Monday, December 15, 2014

Checo v. McDonald

Checo v. McDonald, docket no. 11-3683 (Aug. 29, 2014) (per curiam order)
Held: In order to establish entitlement to equitable tolling, a claimant must show extraordinary circumstances, causation, and due diligence. In cases where the period of “extraordinary circumstances” has a definite end date, due diligence must only be shown during the period of extraordinary circumstances – and not the entire appeal period.

This per curiam order arises from a Federal Circuit opinion that reversed and remanded a prior CAVC opinion. *2. The veteran in this case filed her Notice of Appeal to the CAVC late and asserted that her homelessness was an extraordinary circumstance that caused her late filing because she did not have a mailing address. The Federal Circuit determined that she only needed to show due diligence during the period of homelessness, thus adopting the “‘stop-clock approach,’ so called ‘because the clock measuring the 120-day appeal period is ‘stopped’ during the extraordinary circumstance period and starts ticking again only when the period is over.’” Id. (quoting Checo v. Shinseki, 748 F.3d 1373, 1379 (2013)).
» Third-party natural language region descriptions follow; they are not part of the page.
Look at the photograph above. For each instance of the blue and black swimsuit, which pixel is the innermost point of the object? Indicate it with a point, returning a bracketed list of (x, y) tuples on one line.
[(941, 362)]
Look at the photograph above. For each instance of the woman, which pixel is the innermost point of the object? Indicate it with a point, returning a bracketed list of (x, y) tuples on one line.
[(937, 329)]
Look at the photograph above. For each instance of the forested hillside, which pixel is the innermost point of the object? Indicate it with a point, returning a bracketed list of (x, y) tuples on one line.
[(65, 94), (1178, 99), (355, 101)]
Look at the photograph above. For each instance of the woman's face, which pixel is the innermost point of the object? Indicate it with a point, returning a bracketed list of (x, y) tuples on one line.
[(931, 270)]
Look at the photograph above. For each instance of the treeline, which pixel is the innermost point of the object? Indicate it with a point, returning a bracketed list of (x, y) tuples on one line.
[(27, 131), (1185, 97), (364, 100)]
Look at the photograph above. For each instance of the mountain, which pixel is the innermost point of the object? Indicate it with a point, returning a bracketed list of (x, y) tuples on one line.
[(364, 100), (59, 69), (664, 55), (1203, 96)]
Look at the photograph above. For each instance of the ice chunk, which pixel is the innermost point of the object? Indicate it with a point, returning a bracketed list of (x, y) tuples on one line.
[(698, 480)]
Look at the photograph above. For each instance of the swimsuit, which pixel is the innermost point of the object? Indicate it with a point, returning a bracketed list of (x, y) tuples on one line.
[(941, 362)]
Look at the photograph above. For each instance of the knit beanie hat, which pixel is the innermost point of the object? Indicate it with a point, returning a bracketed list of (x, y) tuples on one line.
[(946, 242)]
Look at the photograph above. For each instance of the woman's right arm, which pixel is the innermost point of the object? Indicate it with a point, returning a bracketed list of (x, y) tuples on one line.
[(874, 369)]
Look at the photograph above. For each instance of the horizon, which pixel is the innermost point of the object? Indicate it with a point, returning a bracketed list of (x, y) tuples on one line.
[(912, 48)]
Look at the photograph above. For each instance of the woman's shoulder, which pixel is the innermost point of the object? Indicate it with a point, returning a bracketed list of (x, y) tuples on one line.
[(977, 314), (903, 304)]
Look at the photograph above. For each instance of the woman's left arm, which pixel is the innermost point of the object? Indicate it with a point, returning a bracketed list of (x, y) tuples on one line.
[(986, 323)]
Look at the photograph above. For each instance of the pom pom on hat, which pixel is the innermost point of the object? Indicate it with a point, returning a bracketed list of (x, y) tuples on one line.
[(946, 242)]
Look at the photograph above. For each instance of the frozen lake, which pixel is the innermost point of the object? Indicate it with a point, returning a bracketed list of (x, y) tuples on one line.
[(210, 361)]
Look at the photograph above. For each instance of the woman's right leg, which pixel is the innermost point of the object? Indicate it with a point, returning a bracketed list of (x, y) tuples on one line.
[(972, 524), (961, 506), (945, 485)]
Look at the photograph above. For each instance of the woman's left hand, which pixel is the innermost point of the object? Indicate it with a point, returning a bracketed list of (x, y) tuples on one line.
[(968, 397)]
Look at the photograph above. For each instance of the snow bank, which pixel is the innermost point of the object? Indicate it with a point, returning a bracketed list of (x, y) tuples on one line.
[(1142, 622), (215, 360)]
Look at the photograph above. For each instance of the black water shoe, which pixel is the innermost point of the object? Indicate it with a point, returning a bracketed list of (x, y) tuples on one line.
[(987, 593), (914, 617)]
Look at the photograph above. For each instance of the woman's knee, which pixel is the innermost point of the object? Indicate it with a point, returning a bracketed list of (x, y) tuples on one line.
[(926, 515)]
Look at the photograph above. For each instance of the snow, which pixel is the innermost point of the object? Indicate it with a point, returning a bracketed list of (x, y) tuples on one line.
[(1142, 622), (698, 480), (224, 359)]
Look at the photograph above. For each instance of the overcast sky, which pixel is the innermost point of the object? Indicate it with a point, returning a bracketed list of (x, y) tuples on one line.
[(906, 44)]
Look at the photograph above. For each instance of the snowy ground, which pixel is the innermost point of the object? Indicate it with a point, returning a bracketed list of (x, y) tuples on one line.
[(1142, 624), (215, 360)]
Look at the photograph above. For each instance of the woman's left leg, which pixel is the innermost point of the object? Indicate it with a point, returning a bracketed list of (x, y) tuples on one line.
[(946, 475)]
The Federal Circuit reversed the CAVC’s decision, and remanded for the Court to reconsider whether the veteran exercised due diligence during the period of extraordinary circumstances.

The CAVC determined that “due diligence” required “reasonable diligence” and not “maximum feasible diligence.” Id. The Court found that the veteran had contacted VA to inquire as to her appeal during the period of extraordinary circumstances – and that this was a “sufficient demonstration of diligence” during that period. The Court thus accepted her Notice of Appeal as timely.